The Iceberg diagram is the worked example. The other three foundational standards repeat the same shape (producer side, contract in the middle, consumer side, implementation abstracted) but at different scopes. Each gets its own visual below — the framing first, then the diagram that delivers it.
Arrow · the in-memory contract
Between processes that share columnar bytes.
The contract is the in-memory layout: a known column representation, known null bitmap, known buffer alignment. Two processes on the same machine, or two services across an Arrow Flight connection, can hand off a batch without serializing or copying. The implementation is per-language libraries (pyarrow, arrow-cpp, arrow-rs); the contract is what makes them interchangeable.
Foundational standard · in-memory format
OCSF · the schema contract
Between security tools that emit and consume events.
The contract is a set of event classes and field definitions. A producer (Zeek, EDR, identity provider) emits events that conform; a consumer (SIEM, lake, analyst query) reads them without per-vendor field-mapping work.
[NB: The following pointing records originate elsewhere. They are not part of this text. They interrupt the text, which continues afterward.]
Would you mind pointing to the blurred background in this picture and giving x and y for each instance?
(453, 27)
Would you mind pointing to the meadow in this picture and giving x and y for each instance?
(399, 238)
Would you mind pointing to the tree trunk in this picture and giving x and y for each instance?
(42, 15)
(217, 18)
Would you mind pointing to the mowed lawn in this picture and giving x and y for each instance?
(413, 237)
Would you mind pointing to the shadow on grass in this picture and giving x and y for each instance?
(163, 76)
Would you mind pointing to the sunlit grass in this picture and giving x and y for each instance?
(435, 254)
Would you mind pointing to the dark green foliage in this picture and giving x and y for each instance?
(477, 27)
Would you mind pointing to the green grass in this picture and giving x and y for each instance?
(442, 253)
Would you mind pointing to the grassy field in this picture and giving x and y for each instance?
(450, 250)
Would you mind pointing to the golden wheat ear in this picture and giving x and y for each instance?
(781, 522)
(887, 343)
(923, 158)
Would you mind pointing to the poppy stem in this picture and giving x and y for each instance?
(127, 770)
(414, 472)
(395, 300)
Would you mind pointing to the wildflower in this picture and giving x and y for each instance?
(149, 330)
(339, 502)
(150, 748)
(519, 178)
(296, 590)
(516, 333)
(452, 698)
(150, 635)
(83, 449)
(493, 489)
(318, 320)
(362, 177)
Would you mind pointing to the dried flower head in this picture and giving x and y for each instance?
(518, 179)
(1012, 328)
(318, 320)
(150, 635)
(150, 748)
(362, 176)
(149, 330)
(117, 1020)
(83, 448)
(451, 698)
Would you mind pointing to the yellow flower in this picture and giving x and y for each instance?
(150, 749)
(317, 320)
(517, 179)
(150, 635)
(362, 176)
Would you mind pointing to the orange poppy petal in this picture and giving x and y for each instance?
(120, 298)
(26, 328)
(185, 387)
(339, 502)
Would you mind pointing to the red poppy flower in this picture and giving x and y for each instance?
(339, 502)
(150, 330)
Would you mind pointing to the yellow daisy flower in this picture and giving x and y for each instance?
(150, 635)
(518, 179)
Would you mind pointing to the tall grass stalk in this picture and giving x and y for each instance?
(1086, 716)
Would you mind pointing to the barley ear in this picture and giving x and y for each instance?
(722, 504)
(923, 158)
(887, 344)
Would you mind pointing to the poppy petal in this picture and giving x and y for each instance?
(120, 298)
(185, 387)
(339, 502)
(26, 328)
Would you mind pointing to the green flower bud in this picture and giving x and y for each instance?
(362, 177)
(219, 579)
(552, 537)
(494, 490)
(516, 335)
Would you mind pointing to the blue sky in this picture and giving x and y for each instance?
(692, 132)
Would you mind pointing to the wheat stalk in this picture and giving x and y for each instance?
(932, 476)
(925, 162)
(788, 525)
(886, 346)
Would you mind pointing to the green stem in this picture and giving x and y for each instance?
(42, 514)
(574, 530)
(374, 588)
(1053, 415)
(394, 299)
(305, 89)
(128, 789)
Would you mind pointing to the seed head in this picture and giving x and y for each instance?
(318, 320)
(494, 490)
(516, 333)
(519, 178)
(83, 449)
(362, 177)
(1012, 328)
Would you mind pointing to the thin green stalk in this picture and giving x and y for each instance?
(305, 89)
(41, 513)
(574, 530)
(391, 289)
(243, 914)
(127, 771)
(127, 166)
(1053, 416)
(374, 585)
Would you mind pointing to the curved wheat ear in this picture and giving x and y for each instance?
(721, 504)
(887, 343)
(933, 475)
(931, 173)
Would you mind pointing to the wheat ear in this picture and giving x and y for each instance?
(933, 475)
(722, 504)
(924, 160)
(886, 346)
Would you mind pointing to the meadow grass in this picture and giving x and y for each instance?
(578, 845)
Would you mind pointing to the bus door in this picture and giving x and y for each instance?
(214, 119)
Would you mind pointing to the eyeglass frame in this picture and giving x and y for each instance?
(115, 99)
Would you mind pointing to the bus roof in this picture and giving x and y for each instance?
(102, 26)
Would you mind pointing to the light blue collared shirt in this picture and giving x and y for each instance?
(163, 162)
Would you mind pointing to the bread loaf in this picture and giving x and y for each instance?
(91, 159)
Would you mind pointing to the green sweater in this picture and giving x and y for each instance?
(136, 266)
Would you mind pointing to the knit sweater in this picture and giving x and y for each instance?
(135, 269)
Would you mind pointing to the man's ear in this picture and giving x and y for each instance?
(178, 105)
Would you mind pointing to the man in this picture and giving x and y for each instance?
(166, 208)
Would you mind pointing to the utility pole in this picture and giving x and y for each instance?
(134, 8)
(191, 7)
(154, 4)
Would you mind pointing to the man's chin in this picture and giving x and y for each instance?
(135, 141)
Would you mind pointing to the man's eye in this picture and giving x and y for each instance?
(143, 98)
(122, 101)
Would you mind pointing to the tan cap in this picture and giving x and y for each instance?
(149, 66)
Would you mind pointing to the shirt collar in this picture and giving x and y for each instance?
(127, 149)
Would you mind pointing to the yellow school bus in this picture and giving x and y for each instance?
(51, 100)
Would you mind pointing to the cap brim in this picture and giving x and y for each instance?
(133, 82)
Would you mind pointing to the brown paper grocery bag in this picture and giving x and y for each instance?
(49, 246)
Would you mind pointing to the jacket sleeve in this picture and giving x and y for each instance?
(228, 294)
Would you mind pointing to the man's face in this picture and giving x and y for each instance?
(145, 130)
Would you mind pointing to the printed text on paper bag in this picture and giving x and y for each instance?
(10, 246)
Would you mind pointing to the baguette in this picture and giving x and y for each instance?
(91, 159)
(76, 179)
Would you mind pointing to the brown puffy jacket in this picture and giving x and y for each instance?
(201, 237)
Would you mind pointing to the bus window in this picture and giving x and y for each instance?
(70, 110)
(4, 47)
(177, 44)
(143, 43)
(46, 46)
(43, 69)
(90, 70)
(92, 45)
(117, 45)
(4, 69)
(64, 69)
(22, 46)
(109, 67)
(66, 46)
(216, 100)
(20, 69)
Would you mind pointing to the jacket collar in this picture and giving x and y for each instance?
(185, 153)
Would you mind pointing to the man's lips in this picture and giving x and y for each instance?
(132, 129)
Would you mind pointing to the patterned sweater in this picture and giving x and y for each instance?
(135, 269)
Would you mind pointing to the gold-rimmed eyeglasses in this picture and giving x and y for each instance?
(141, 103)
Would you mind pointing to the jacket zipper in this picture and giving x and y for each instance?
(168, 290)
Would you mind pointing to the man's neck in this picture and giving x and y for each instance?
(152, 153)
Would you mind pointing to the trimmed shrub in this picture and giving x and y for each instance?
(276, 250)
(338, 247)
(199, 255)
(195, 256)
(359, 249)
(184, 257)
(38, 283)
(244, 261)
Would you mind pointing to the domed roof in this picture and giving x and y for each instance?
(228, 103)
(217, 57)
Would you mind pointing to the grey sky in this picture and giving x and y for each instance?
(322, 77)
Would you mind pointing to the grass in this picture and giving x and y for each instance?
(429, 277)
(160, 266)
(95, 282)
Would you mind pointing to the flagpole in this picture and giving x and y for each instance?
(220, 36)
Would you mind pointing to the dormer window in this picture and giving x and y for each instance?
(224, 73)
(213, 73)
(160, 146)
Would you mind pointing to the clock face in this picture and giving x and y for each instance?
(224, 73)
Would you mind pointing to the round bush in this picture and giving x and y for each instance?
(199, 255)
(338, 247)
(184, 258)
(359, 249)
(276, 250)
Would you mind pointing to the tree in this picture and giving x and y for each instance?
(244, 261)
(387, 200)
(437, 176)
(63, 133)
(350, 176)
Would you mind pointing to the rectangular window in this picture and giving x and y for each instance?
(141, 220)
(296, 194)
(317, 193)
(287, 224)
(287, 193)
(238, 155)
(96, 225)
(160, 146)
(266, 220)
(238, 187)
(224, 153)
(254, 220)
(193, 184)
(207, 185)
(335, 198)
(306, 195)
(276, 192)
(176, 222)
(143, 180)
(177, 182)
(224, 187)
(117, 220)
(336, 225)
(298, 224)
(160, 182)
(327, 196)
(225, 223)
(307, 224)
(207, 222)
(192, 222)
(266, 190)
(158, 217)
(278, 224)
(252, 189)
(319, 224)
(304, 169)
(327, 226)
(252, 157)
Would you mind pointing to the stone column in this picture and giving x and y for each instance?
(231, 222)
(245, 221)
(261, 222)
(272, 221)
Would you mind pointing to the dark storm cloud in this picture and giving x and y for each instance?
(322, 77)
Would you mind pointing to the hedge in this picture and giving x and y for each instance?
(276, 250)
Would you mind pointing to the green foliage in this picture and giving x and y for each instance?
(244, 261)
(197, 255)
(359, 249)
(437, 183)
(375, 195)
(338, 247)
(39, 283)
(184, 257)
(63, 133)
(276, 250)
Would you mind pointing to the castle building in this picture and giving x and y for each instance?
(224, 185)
The implementation is whatever wire format moves the bytes (JSON today, Parquet at rest, OCSF-over-Iceberg in the lakehouse).
Foundational standard · event schema
Sigma · the detection contract
Between a written analytic and the backend that runs it.
The contract is a portable rule description: log source, condition, fields. A single Sigma rule compiles to Splunk SPL, Elastic KQL, ClickHouse SQL, Sentinel KQL. The consumer is whichever backend an environment runs; the producer is the analyst or vendor who wrote the rule once. Correlation is the open frontier: rule portability is mature, multi-event correlation across backends is not.
Foundational standard · detection portability
Where this fits
Foundational standards are the layer the MOAR architecture assumes. Every component on the capability matrix either honors one of these contracts or doesn't. Whether a candidate tool honors the contract is one of the criteria the matrix scores on.